Cash flow is the oxygen of a small business. When sales soften or costs creep up, the goal is not to panic but to act quickly on the few levers that matter most. Below is a focused playbook for UK business owners who want practical moves they can execute this quarter.
For many firms, the biggest wins start with visibility. A rolling 13-week cash flow forecast tells you what is coming, week by week, so you can make decisions early rather than react late. A natural fit for this kind of hands-on support is Small Business Accountants Bristol, who provide rolling 13-week forecasts and scenario planning for seasonal dips.
Late payments are another common pinch point. Coverage in The Economist’s finance section regularly highlights how stretched terms and rising costs can squeeze working capital, which is why tightening debtor discipline and negotiating supplier flexibility belong at the top of your list.
9 levers to pull now
- Build a living 13-week forecast
Update it every Friday.

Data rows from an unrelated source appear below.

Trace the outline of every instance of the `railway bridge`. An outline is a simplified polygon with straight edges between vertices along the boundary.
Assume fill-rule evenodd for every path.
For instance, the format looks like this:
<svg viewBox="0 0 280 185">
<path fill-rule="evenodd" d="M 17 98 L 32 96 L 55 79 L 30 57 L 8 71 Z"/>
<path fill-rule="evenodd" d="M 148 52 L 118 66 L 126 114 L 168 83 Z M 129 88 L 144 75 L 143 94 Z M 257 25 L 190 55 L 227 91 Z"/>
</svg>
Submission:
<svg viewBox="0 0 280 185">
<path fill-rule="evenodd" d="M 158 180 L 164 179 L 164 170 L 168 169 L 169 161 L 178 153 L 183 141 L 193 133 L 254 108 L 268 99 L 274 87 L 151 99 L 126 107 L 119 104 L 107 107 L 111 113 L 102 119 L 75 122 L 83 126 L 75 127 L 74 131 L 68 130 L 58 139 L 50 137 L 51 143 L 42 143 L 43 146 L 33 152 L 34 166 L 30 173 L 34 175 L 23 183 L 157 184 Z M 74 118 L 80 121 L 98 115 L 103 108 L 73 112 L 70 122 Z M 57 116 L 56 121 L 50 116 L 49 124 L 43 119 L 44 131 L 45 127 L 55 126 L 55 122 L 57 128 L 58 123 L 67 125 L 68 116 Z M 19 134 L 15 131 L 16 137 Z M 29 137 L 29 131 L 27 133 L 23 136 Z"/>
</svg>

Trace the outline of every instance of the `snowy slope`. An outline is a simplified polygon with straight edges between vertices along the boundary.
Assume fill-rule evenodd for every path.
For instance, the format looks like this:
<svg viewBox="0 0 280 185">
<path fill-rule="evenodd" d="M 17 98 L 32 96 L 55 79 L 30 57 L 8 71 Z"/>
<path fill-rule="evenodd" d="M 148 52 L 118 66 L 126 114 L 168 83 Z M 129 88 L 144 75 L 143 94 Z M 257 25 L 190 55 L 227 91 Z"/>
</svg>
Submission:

Track opening cash, receipts, payments, and closing cash. Add scenarios for best case, worst case, and a realistic downside. - Shrink debtor days
Tighten credit checks, invoice the same day work completes, and add payment links to invoices. Introduce deposits, staged billing, and Direct Debit. Follow up with a friendly, consistent reminder cadence. - Make invoices frictionless
Clear due dates, PO numbers, and a single named contact to reduce queries. Offer card and bank options, and include a brief “how to pay” section so customers don’t have to search for details. - Re-set supplier terms
Ask for 45 or 60 days where volume allows, or try early-payment discounts if you have surplus cash. Explore dynamic discounting with key partners so both parties benefit. - Increase inventory turns
Run ABC analysis, set minimum-maximum reorder points, and liquidate slow movers with bundles or outlet channels. Fewer SKUs with faster turns usually beat a bloated range. - Price with intent, not hope
Map gross margin by product and customer. Use value-based pricing where you can, and implement good-better-best tiers. Small, targeted rises often stick better than one big jump, a point reinforced by S&P Global Market Intelligence commentary on pricing power. - Protect margin on the shop floor
Introduce minimum order values, charge for rush work, and review discounting authority. Every unplanned discount is a cash leak. - Trim and flex costs
Convert fixed costs to variable where possible. Review software seats, duplicate tools, and unused subscriptions. A monthly “spend scrub” often finds quick wins. - Secure the right funding backstop
Line up an overdraft, invoice finance, or asset-based lending before you need it. The best time to negotiate is when you still have breathing room.
Putting it together
The aim is rhythm. A weekly forecast review, a Tuesday debtor chase, a monthly supplier check-in, and a quarterly price review create momentum. If you are searching for Bristol accountants small business leaders can rely on, prioritise advisers who will sit beside you to model scenarios, not just send year-end files.
Cash flow resilience is built into the routines you maintain, not the spreadsheet you create once. Start with the forecast, act on debtor days, renegotiate terms, speed up inventory turns, and price with confidence. Do those five well, and your cash position will feel calmer, even when the market does not.